The blue cat comes toward me, and suddenly I become aware of something obvious—the cat moves by itself, without cables, without remote control. The cat does everything by itself, and this amazes me. In its perfect movements, behind its beautiful yellow eyes, I know there is a life, and that everything else is a disguise, like the bark of the tree, the butterflies, the flower, the mercurial dewdrop, the clouds like cutouts, the hand with its converging roads. For a moment I seem to communicate with something universal. (*)
But then a soft voice interrupts me just before I pass into another state of consciousness. “Do you believe this is how things really are?” whispers the stranger. “I tell you that things are not this way, nor the other way either. Soon you will return to your grey world—without depth, without joy, without volume. And you will believe that you have lost your freedom. For now you do not understand me because you lack the capacity to think as you wish. Your apparent state of freedom is only the result of the natural chemical processes in your brain. This happens to thousands of people, who all receive my advice. And now, good-bye.”
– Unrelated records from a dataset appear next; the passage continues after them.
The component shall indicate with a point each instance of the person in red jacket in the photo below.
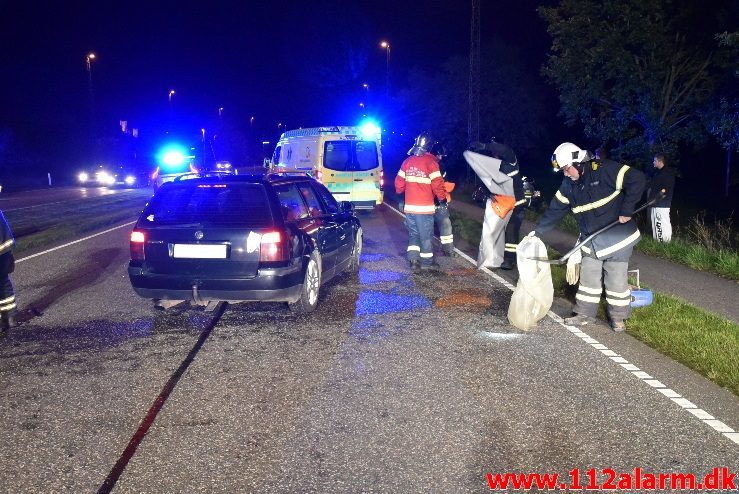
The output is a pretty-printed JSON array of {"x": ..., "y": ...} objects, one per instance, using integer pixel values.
[{"x": 420, "y": 180}]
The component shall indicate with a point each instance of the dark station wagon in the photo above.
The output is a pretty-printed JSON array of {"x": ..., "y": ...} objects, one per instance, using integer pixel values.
[{"x": 275, "y": 237}]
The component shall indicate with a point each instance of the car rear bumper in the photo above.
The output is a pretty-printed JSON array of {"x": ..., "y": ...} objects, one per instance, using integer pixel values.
[{"x": 270, "y": 285}]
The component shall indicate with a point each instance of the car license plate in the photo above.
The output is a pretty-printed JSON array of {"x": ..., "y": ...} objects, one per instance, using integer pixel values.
[{"x": 199, "y": 251}]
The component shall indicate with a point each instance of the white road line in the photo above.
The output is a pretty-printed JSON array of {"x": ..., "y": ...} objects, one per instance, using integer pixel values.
[
  {"x": 75, "y": 242},
  {"x": 655, "y": 384}
]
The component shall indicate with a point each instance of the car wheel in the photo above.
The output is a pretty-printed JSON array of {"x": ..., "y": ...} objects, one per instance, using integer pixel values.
[
  {"x": 356, "y": 253},
  {"x": 311, "y": 286}
]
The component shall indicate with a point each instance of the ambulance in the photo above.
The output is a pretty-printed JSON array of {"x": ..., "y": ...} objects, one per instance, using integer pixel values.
[{"x": 347, "y": 160}]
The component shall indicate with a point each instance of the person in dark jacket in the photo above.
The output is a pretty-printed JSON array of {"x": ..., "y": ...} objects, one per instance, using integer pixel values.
[
  {"x": 7, "y": 266},
  {"x": 441, "y": 216},
  {"x": 663, "y": 179},
  {"x": 598, "y": 192}
]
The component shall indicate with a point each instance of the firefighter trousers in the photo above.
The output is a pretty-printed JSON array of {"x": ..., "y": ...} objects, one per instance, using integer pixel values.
[
  {"x": 597, "y": 275},
  {"x": 444, "y": 224},
  {"x": 492, "y": 240}
]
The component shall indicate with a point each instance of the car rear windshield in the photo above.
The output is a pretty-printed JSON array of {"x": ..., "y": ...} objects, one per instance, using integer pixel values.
[
  {"x": 212, "y": 204},
  {"x": 350, "y": 155}
]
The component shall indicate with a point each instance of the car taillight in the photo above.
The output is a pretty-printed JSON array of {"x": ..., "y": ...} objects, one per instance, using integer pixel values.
[
  {"x": 272, "y": 247},
  {"x": 137, "y": 245}
]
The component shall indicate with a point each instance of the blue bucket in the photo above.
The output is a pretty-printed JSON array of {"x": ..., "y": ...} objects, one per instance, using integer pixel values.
[{"x": 641, "y": 297}]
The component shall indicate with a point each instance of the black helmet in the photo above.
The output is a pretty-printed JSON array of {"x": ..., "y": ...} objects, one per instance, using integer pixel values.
[
  {"x": 438, "y": 150},
  {"x": 424, "y": 143}
]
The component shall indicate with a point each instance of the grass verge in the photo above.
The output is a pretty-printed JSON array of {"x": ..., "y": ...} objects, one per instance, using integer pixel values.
[
  {"x": 46, "y": 227},
  {"x": 698, "y": 339}
]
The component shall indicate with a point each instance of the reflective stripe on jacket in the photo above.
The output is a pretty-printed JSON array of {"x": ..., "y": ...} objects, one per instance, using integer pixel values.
[{"x": 604, "y": 191}]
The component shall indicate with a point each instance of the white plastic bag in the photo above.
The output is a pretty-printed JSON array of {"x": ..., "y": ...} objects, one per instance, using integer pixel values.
[{"x": 534, "y": 292}]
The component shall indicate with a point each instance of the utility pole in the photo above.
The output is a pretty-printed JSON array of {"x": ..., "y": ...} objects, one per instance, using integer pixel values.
[
  {"x": 93, "y": 134},
  {"x": 473, "y": 116}
]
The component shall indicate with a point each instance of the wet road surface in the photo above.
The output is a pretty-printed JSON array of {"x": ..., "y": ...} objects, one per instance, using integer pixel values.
[
  {"x": 18, "y": 201},
  {"x": 397, "y": 383}
]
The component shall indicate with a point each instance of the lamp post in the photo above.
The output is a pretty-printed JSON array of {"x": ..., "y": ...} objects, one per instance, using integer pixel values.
[
  {"x": 203, "y": 163},
  {"x": 386, "y": 46}
]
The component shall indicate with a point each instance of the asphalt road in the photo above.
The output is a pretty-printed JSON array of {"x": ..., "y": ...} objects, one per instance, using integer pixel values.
[{"x": 397, "y": 383}]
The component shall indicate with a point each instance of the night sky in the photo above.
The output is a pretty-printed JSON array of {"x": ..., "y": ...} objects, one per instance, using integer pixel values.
[{"x": 301, "y": 63}]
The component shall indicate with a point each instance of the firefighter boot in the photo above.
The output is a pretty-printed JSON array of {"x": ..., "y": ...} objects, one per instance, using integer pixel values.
[
  {"x": 7, "y": 320},
  {"x": 618, "y": 325}
]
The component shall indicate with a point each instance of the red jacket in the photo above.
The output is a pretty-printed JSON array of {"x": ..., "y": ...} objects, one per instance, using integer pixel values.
[{"x": 420, "y": 179}]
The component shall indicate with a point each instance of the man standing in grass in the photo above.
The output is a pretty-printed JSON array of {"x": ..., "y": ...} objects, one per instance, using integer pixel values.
[
  {"x": 663, "y": 178},
  {"x": 419, "y": 179}
]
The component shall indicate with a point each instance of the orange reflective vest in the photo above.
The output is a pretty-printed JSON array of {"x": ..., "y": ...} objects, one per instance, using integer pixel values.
[{"x": 502, "y": 205}]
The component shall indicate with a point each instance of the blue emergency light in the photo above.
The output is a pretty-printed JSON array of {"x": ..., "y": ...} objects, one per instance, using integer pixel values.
[{"x": 369, "y": 129}]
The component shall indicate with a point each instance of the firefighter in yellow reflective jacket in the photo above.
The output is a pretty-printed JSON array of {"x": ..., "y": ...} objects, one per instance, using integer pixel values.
[
  {"x": 7, "y": 266},
  {"x": 441, "y": 216},
  {"x": 598, "y": 192}
]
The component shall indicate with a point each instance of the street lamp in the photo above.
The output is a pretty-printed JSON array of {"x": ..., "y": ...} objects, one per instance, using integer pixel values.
[
  {"x": 88, "y": 64},
  {"x": 203, "y": 163},
  {"x": 386, "y": 46}
]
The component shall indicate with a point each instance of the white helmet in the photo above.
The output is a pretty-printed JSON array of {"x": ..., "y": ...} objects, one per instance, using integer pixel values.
[{"x": 567, "y": 154}]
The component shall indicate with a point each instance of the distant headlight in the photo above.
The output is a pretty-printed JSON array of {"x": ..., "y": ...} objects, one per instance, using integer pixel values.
[{"x": 104, "y": 178}]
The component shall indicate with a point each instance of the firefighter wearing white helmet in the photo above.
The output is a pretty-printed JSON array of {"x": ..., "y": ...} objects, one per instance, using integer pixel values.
[{"x": 597, "y": 192}]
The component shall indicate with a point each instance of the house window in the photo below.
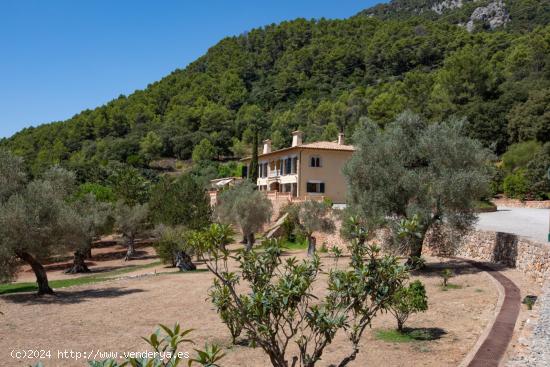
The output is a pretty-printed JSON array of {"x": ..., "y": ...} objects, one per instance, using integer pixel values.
[
  {"x": 294, "y": 165},
  {"x": 315, "y": 162},
  {"x": 315, "y": 187},
  {"x": 288, "y": 166}
]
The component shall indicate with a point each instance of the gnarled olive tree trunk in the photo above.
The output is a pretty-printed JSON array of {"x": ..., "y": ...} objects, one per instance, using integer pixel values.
[
  {"x": 184, "y": 261},
  {"x": 250, "y": 239},
  {"x": 39, "y": 272},
  {"x": 311, "y": 244},
  {"x": 79, "y": 265},
  {"x": 130, "y": 243}
]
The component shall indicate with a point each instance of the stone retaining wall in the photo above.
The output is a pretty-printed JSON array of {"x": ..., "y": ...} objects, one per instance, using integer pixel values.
[
  {"x": 530, "y": 257},
  {"x": 514, "y": 203}
]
With this the kindly stranger disappears, and the whole landscape begins to spin into a light grey spiral, until the wavy ceiling appears once more. I hear the water dripping from the faucet, and realize that I’m lying in the hospital room. I feel the dullness in my senses dissolving and try to move my head, and this time it responds, and so do my arms and legs. I stretch, and realize that I’m completely well. Leaping out of bed, I feel altogether refreshed, as though I have rested for years.
I go to the door of the room, open it, and stepping into the hallway walk quickly to the exit of the building. There I see a large open doorway, with many people passing through in both directions. I go down the steps and out onto the street.
In Heaven and Hell, Huxley remarked:
For most of us most of the time, the world of everyday experience seems rather dim and drab. But for a few people often, and for a fair number occasionally, some of the brightness of visionary experience spills over, as it were, into common seeing, and the everyday universe is transfigured.
What follows is the point of view of a psychologist who delved deeply into this guided experience, meditating on it while another person read it aloud: “I saw that a state of ‘heightened perception’ could be induced without resorting to drugs or other more or less dissociative procedures like sleep deprivation, fasting or very low-calorie diets, hyperventilation, sensory deprivation in isolation tanks where you’re immersed in darkness and immobility, experimentally or religiously induced trances, and so forth. To me this represents a great advance, both because of how innocuous it is and because of the possibilities it offers the researcher investigating special states of consciousness.
“Furthermore, why couldn’t we make use of the guided experiences as therapeutic tools in professional practice? Although it has been explained to me that they were not conceived with this intention, I would hope that this possibility is not overlooked. Moreover, in the field of social psychology, perhaps an important number of people who now resort to drugs or alcohol as a panacea could find guidance through making use of the guided experiences.
“These are my professional concerns. As for me personally, perhaps because this guided experience had such a strong impact on me, this material has opened a new area of study about myself that wouldn’t have occurred to me only a few hours ago.”